Open Access: This article is an open-access article that was selected by an in-house editor and fully peer-reviewed by external reviewers. It is distributed in accordance with the Creative Commons Attribution NonCommercial (CC BY-NC 4.0) license, which permits others to distribute, remix, adapt, build upon this work non-commercially, and license their derivative works on different terms, provided the original work is properly cited and the use is non-commercial. See: https://creativecommons.org/Licenses/by-nc/4.0/
Corresponding author: Wei-Jin Fu, Chief Physician, Department of Urology, The First Affiliated Hospital of Guangxi Medical University, No. 6 Shuangyong Road, Qinxiu District, Nanning 530022, Guangxi Zhuang Autonomous Region, China. fwjgxmu1978@163.com
Received: April 7, 2025
Revised: May 8, 2025
Accepted: July 2, 2025
Published online: August 15, 2025
Processing time: 131 Days and 20.1 Hours
Abstract
BACKGROUND

Diabetic cystopathy (DCP) is a complication affecting the lives of people with diabetes. However, the pathogenesis of DCP is not well known.

AIM

To investigate the potential mechanisms by which cAMP-responsive element-binding protein 3 like 3 (CREB3 L3) promotes the occurrence and development of DCP.

METHODS

High-throughput sequencing was used to analyze differentially expressed genes (DEGs) in bladder urothelium from patients with DCP and healthy controls. Gene enrichment analysis was conducted to assess the biological functions of DEG. Small interfering RNA technology was performed to silence the CREB3 L3 gene in both in vitro and in vivo experiments. Morphological changes in bladder urothelium from a DCP rat model were observed. Immunofluorescence and western blotting assay were performed to determine associated protein expression.

RESULTS

We identified significant DEGs through high-throughput sequencing. These genes were primarily enriched in inflammatory activation, epithelial-mesenchymal transition (EMT) and tight junction organization. Upregulated expression of both CREB3 L3 and C-reactive protein (CRP) in bladder urothelium from patients with DCP was accompanied by upregulated EMT markers including N-cadherin and vimentin proteins, but downregulated E-cadherin. Silencing CREB3 L3 attenuated the protein expression of CRP and EMT in SV-HUC-1 urothelial cells under hyperglycemic conditions and in the diabetes mellitus rat model at 4, 8, and 12 weeks. CREB3 L3 knockdown also reversed downregulation of the tight junction proteins occludin and claudin 1.

CONCLUSION

Hyperglycemia induces the upregulation of CREB3 L3 expression, thereby promoting the EMT and impairing tight junctions in bladder urothelial cells. Targeting CREB3 L3 in bladder urothelial cells is likely to be a key approach in preventing and treating DCP.

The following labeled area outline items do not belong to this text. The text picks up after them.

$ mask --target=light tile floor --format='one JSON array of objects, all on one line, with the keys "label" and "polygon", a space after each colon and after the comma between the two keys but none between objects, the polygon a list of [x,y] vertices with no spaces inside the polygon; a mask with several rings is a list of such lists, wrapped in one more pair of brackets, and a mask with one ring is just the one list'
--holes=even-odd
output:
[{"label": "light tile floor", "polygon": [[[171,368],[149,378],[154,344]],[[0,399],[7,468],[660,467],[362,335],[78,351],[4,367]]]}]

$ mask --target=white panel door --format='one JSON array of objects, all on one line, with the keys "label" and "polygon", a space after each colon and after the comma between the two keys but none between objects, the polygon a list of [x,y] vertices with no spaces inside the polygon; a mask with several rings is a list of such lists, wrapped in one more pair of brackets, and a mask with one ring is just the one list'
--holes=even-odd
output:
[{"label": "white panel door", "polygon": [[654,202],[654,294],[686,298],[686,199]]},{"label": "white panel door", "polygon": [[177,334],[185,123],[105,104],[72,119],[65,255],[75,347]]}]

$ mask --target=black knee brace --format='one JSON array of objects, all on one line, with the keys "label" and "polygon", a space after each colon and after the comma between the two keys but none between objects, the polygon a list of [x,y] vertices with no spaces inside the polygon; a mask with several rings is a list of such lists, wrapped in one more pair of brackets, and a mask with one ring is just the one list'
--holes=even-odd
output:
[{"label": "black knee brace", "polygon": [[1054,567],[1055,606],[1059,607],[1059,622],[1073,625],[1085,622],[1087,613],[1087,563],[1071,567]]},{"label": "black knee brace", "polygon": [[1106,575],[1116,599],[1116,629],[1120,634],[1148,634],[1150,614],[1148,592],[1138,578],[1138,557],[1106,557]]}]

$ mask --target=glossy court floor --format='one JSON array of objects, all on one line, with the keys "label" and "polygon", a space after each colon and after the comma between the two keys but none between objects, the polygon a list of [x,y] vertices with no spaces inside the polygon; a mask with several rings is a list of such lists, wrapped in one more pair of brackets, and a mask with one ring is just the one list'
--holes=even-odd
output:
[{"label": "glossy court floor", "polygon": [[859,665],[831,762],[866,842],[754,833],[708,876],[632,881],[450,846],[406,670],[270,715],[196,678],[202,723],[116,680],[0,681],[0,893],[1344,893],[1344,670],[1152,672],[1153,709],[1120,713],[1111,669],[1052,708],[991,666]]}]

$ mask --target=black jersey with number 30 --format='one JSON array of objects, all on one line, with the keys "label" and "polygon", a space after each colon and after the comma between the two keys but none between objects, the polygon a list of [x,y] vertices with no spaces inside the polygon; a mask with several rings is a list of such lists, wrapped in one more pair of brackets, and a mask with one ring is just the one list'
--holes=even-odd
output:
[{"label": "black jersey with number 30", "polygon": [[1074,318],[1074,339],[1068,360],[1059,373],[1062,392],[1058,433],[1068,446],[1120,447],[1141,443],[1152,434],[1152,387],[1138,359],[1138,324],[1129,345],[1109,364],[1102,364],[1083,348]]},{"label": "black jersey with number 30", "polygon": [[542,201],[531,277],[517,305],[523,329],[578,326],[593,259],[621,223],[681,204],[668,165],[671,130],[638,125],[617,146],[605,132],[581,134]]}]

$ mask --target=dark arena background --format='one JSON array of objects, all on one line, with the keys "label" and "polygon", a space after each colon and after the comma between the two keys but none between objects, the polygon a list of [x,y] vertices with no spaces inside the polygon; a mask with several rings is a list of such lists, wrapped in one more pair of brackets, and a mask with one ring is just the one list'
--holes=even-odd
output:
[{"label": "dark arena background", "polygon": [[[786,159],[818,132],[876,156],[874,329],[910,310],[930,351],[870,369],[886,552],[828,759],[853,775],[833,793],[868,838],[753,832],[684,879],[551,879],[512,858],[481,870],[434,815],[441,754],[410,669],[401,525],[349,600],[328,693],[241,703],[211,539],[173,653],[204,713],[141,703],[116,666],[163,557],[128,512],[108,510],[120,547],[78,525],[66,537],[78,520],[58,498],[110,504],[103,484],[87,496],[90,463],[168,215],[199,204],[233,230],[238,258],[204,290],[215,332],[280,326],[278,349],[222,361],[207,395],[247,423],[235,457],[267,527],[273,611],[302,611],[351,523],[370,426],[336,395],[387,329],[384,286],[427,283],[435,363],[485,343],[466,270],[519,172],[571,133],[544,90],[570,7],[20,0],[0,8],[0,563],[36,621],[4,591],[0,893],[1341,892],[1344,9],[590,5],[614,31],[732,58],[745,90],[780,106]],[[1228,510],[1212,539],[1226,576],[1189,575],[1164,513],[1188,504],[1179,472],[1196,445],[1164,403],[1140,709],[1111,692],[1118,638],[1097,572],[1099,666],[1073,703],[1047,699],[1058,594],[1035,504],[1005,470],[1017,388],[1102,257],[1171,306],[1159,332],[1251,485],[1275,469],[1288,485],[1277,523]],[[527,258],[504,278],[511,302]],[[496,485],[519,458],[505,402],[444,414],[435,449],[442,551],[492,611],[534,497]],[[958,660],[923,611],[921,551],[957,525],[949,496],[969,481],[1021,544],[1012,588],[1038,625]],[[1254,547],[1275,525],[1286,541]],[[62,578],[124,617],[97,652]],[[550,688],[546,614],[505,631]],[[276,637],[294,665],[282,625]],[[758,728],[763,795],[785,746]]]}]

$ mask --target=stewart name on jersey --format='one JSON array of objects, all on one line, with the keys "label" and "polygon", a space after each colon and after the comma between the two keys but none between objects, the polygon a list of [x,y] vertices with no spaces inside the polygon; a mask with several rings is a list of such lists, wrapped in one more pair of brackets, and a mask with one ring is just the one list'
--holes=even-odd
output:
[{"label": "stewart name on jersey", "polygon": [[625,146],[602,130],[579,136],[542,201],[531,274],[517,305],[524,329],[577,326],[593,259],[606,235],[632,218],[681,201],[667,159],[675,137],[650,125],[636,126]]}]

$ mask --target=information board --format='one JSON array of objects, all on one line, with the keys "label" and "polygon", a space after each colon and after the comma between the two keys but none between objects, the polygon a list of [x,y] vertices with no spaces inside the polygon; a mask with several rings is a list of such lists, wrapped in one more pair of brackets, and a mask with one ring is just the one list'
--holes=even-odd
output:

Keywords: Diabetic cystopathy; Epithelial-mesenchymal transition; Hyperglycemia

Core Tip: Diabetic cystopathy (DCP), a debilitating complication of diabetes mellitus, involves hyperglycemia-driven bladder dysfunction. This study identified cAMP-responsive element-binding protein 3 like 3 (CREB3 L3) as a novel mediator of DCP pathogenesis. Chronic hyperglycemia induced CREB3 L3 overexpression in bladder urothelium, promoting C-reactive protein-dependent inflammation, epithelial-mesenchymal transition (EMT), and tight junction disruption. Silencing CREB3 L3 in SV-HUC-1 urothelial cells and a DCP rat model reversed EMT markers (downregulation of N-cadherin downregulation and upregulation of E-cadherin), restored barrier proteins (occludin/claudin 1), and attenuated bladder remodeling. These findings establish CREB3 L3 as a therapeutic target to preserve urothelial integrity and mitigate DCP progression.